Experts Say Wage Theft Claims Boom Across The Country

According to a recent article in the New York Times, the numbers of wage theft cases are rising dramatically across the country. The reasons appear complicated and are in dispute, but the result is clear: the amount of money recovered for workers has reached record levels.

Officials in New York and California interviewed for the article noted that both states had recently hit record levels of wage claim recoveries. In New York, the Attorney General’s Office has recovered $17 million in wage theft cases in only the past three years. The AG’s Office described many of the cases as surprisingly abusive and petty, most representing cut corners aimed at saving employers a relatively small amount of money.

In California, several recent wage theft decisions have been handed down, costing employers a good deal of money. In one recent instance, the State Labor Commissioner ordered a janitorial company to hand over more than $330,000 in back pay to some 41 workers who had been forced to sign blank time sheets by their employer. The employer then used the blank time sheets to record incorrect and minimal work hours, avoiding paying any of the workers for overtime they were due.

In a potentially critical case, a federal appeals court in California just decided that FedEx was also guilty of committing wage theft, largely by intentionally classifying employees as independent contractors. The misclassification was an attempt by FedEx to avoid paying overtime to its drivers who routinely work more than 10 hours a day.

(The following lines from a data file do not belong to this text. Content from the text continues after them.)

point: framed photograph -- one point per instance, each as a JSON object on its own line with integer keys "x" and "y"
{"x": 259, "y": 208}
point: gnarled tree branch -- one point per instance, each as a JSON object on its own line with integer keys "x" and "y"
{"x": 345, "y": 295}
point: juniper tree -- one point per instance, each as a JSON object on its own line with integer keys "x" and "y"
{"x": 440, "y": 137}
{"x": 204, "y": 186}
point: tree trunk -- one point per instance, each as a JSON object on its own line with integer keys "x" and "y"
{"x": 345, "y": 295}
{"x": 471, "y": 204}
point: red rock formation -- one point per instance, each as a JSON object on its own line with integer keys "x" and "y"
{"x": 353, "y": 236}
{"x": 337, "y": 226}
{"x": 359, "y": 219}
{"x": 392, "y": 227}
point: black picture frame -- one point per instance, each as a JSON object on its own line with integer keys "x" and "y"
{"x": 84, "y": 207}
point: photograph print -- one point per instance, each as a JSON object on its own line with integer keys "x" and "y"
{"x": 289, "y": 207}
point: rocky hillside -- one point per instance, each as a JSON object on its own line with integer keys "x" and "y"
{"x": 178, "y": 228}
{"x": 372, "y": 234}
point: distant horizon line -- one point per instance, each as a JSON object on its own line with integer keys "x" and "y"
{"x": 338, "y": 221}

David Weil, the director of the U.S. Labor Department’s wage and hour division, says that wage theft claims across the country are surging. In fact, his agency has uncovered nearly $1 billion in unpaid wages since 2010 alone. According to Weil, the reason for the rise in wage theft claims has a lot to do with changes in the country’s business structure. Employees are increasingly working for franchises, subcontractors or temp agencies, which are all forced to squeeze costs by the larger companies that they contract with. This structure also works to the benefit of these larger companies by allowing them to deny direct knowledge of any wage violations.

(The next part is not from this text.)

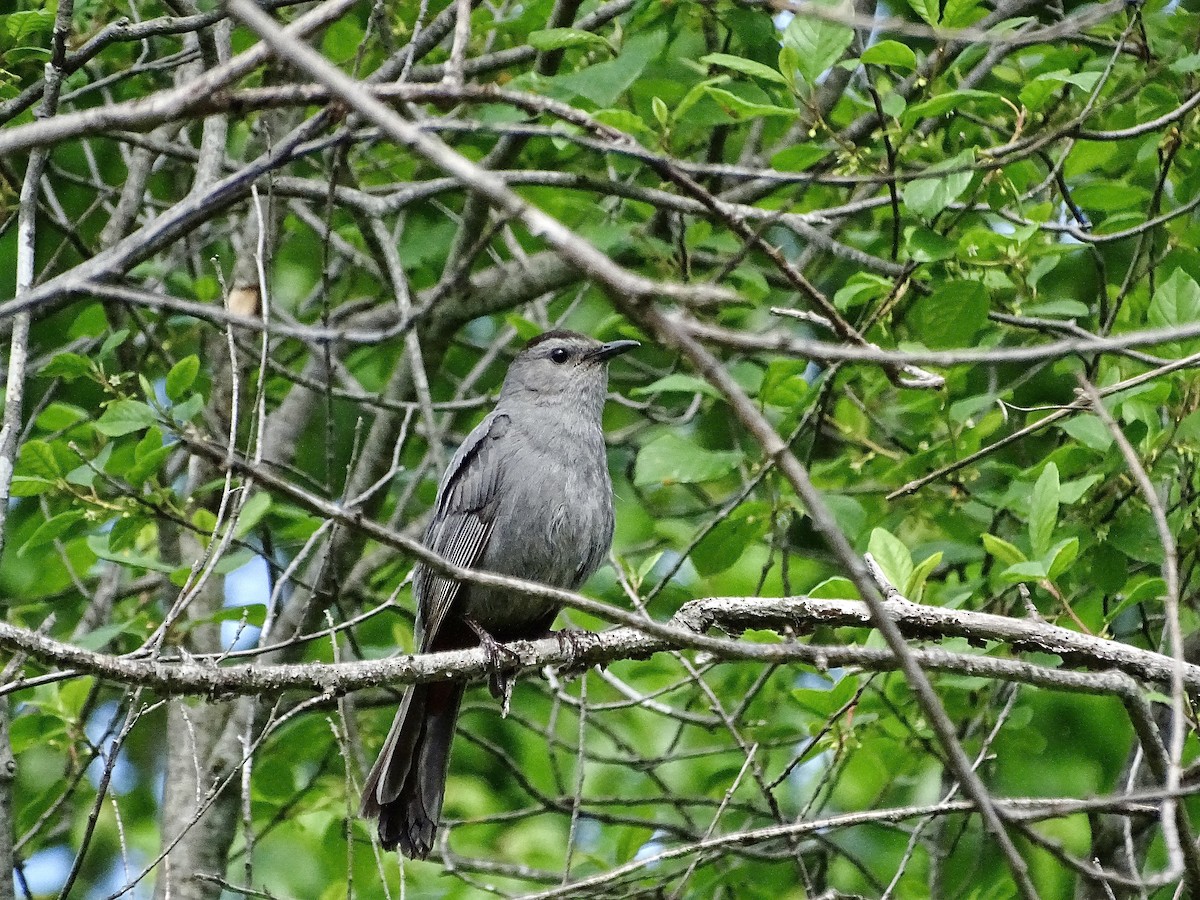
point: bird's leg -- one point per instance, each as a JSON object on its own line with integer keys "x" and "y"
{"x": 501, "y": 675}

A good example of this is the recent $21 million settlement with Schneider, a major national trucking company that operated warehouses on behalf of WalMart. Schneider, not WalMart, directly employed the workers in charge of unloading crates of products shipped in from China, a complicated structure that allowed WalMart to skirt liability when it was revealed that workers who would often work seven days in a row at more than 60 or 70 hours a week, were never paid overtime, something required by law.

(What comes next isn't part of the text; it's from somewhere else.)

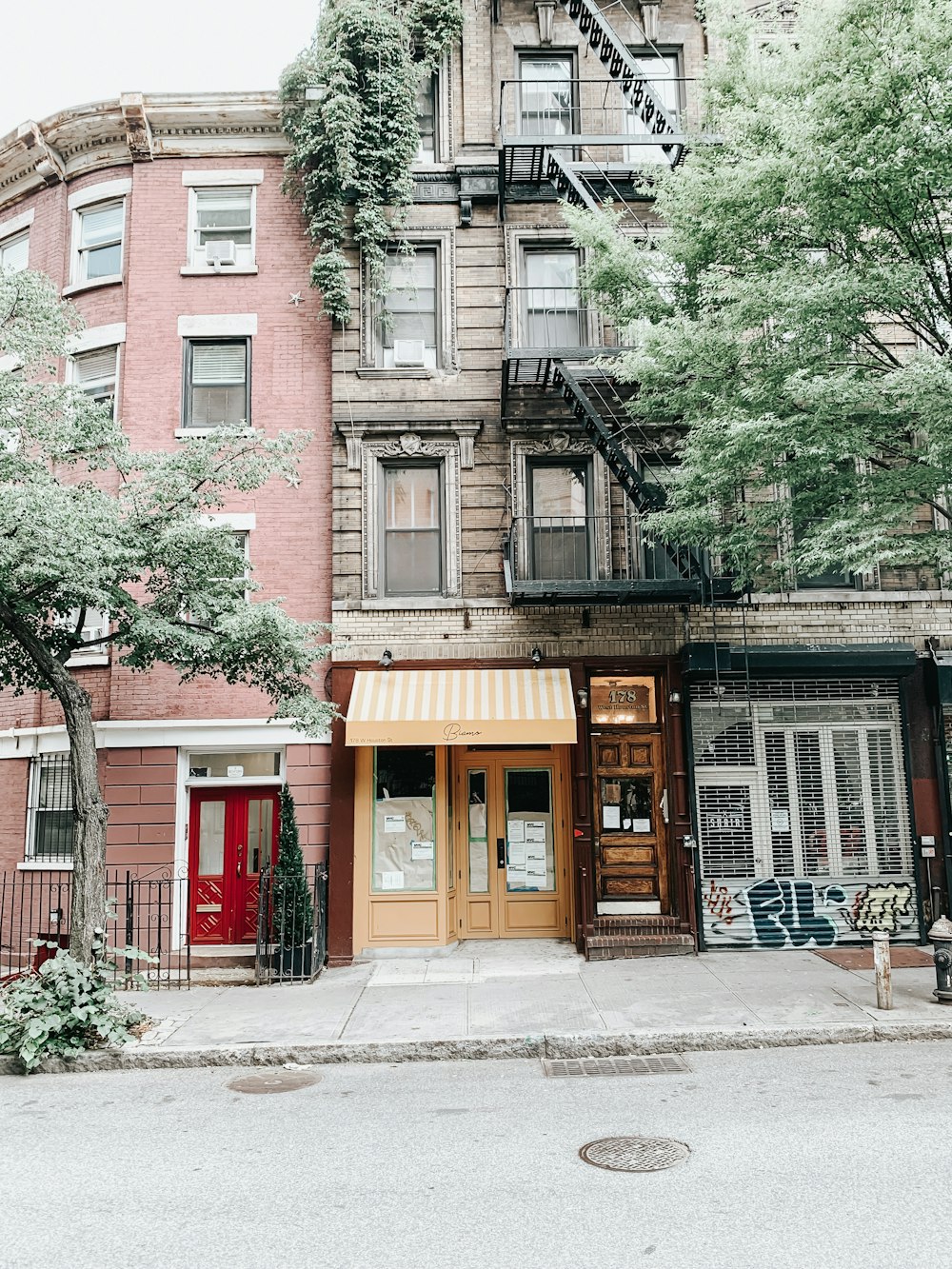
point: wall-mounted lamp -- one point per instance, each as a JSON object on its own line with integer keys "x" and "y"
{"x": 545, "y": 12}
{"x": 649, "y": 18}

The Schneider case illustrates a point made by Weil, that the victims of the wage theft are disproportionately immigrants, a group that is easily victimized and often afraid to raise questions or concerns for fear of retaliation. However, other labor law experts say that wage theft claims are becoming increasingly commonplace among not just minimum-wage workers, but also middle-class employees who are regularly made to feel the financial squeeze of narrow profit margins, a truly worrying development that could result in even greater growth in such cases in the future.